A new feature of American politics is the recent spate of moderately concerned pronouncements about Russia. Also, changes in personnel: Russia experts have been appointed to the National Security Council and the State Department, and two former ambassadors to Russia have joined the Obama administration. Alexander Vershbow is now Assistant Secretary of Defense for International Security, while William Burns has been appointed Undersecretary of State for political affairs. Rose Gottemoeller, director of the Moscow Carnegie Center from 2006-2008, has been made an Assistant Secretary of State.

Other former ambassadors to Moscow were behind a recent report published by the Bipartisan Commission on U.S. Policy Towards Russia. The report states there is no reason to fear Russian investments outside the energy sector in the U.S. and the E.U. It recommends extending the Start One treaty, suspending the Jackson-Vanick amendment and making Russia a member of the World Trade Organization, as well as urging new negotiations on Russia's participation in the planned ABM systems in Poland and the Czech Republic.

Most revolutionary of all is the report's idea that America should not try to build spheres of influence along Russia's borders while counting on a "constructive response" from Moscow. The U.S. administration must stop ignoring Russia's interests: cooperation will be important to goals such as nuclear non-proliferation and solving the "Iran problem."

After the report was made public, Henry Kissinger visited Moscow-accompanied by a group of Russia experts. Now everyone is waiting anxiously for the results.

Though some of the informal recommendations are encouraging, formal proposals leave much to be desired. The Americans are trying to sell a plan that would enhance their superiority while forfeiting the last remnants of former strategic parity-Russia's only guarantee, in essence, of military-strategic security. The American proposal does not stipulate a parallel reduction of tactical weapons of mass destruction, conventional forces and so-called geographical offensive weapons-meaning America's new NATO bases near Russia.

The leitmotif is that America has stopped ignoring Russian interests. Yet, U.S. actions suggest determination to restore America's total strategic invulnerability. What does that have to do with Russian interests? Where is the opportunity to consider and defend these interests?
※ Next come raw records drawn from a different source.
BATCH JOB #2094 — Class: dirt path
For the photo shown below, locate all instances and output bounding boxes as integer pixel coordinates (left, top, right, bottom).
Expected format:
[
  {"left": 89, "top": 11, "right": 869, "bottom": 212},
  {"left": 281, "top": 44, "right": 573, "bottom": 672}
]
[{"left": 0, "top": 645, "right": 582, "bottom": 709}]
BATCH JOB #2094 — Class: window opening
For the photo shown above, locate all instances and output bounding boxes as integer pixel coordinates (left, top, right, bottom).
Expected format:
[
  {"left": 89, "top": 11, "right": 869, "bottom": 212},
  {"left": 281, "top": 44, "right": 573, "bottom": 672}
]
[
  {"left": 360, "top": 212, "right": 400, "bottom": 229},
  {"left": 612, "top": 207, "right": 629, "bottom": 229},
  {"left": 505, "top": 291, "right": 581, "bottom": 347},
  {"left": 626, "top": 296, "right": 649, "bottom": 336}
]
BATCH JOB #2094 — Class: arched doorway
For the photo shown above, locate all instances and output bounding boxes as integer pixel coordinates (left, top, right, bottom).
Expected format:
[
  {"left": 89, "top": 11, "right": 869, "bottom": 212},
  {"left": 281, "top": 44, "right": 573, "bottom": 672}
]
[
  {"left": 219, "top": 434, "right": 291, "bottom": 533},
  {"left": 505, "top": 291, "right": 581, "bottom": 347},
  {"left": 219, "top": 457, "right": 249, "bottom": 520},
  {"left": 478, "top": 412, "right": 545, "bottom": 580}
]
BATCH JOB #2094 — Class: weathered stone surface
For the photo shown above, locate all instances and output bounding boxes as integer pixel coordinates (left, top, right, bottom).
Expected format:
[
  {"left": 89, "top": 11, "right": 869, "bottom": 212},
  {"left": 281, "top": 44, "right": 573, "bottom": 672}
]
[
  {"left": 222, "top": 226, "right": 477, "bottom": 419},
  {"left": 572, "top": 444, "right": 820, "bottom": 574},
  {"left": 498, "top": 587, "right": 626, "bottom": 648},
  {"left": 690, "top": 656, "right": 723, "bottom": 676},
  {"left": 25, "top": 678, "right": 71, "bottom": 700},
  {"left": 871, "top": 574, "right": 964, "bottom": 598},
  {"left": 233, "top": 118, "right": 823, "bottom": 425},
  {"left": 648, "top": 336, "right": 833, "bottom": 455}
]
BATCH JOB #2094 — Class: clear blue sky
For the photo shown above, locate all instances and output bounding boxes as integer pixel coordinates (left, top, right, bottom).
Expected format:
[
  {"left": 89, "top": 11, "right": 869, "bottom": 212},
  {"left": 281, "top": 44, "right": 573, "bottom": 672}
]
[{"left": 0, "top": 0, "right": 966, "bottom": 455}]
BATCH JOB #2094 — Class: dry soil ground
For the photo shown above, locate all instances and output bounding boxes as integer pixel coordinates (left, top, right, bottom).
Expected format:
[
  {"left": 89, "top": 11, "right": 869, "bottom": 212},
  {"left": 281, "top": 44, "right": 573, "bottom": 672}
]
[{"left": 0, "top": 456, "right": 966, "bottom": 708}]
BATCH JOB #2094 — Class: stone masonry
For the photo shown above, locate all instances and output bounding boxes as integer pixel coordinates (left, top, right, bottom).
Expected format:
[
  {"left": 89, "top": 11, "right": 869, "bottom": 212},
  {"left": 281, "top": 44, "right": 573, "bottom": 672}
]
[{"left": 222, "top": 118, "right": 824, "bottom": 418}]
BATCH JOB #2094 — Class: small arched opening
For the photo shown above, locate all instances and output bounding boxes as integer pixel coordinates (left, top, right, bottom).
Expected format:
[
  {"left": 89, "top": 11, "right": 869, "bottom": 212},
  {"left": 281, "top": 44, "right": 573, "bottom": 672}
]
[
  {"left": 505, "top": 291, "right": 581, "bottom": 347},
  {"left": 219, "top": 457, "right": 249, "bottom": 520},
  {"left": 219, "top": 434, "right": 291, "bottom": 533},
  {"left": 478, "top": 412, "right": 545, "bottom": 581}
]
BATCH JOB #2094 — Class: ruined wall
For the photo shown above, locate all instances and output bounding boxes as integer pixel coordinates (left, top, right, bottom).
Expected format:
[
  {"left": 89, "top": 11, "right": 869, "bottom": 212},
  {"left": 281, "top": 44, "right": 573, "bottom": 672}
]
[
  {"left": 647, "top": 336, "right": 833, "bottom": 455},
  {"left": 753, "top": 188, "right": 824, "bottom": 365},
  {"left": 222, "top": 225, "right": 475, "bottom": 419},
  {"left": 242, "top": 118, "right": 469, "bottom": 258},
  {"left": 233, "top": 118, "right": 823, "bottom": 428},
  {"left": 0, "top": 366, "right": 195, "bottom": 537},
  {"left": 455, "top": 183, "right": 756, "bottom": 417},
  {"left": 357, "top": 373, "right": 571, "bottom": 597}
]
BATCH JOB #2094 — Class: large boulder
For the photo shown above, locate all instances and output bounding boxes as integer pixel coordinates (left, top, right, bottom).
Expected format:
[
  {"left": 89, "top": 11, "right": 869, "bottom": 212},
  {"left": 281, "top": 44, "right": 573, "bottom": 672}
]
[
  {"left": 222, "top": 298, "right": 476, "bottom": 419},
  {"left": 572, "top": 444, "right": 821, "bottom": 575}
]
The iron fist in the velvet glove.

I do not think Russian diplomacy can easily return to the romantic atmosphere of Soviet-American relations under Gorbachev. "Perestroika diplomacy" was never poisoned by the bitterness of deception; it remained the diplomacy of negotiated breakthroughs. But post-Soviet diplomacy is another matter entirely. It has been saturated with the spirit of 1990s disappointments: the NATOization of Eastern Europe, Kosovo, poisoned relations with Ukraine and the military destabilization of Russia's borders in the Caucasus.

To restore honest and respectful relations with the U.S. is one thing; to accept American proposals that do not benefit Russia in order to do so is quite another. If the U.S. is as intent on improving relations with Russia as Russia is on improving relations with the U.S., it must be prepared for very tough negotiations, tougher than any since the 1980s. The U.S. is primarily interested in cooperation over non-proliferation and Iran. Moscow, by contrast, is more interested in reforming the security system in Europe. We need to learn again how to link such things.

The first meeting between Presidents Medvedev and Obama seemed to have a stimulating effect on diplomats and politicians in both countries. At the same time, one must be clear: while Russia wants stable and friendly relations with America, this is not an end in itself for Russian foreign policy. It is an important tool for building a safer and more prosperous world. Russia will advance along this path in any case, preferably with the U.S., but without if necessary.

Professor Anatoly Torkunov is rector of MGIMO and a member of the Russian Academy of Sciences.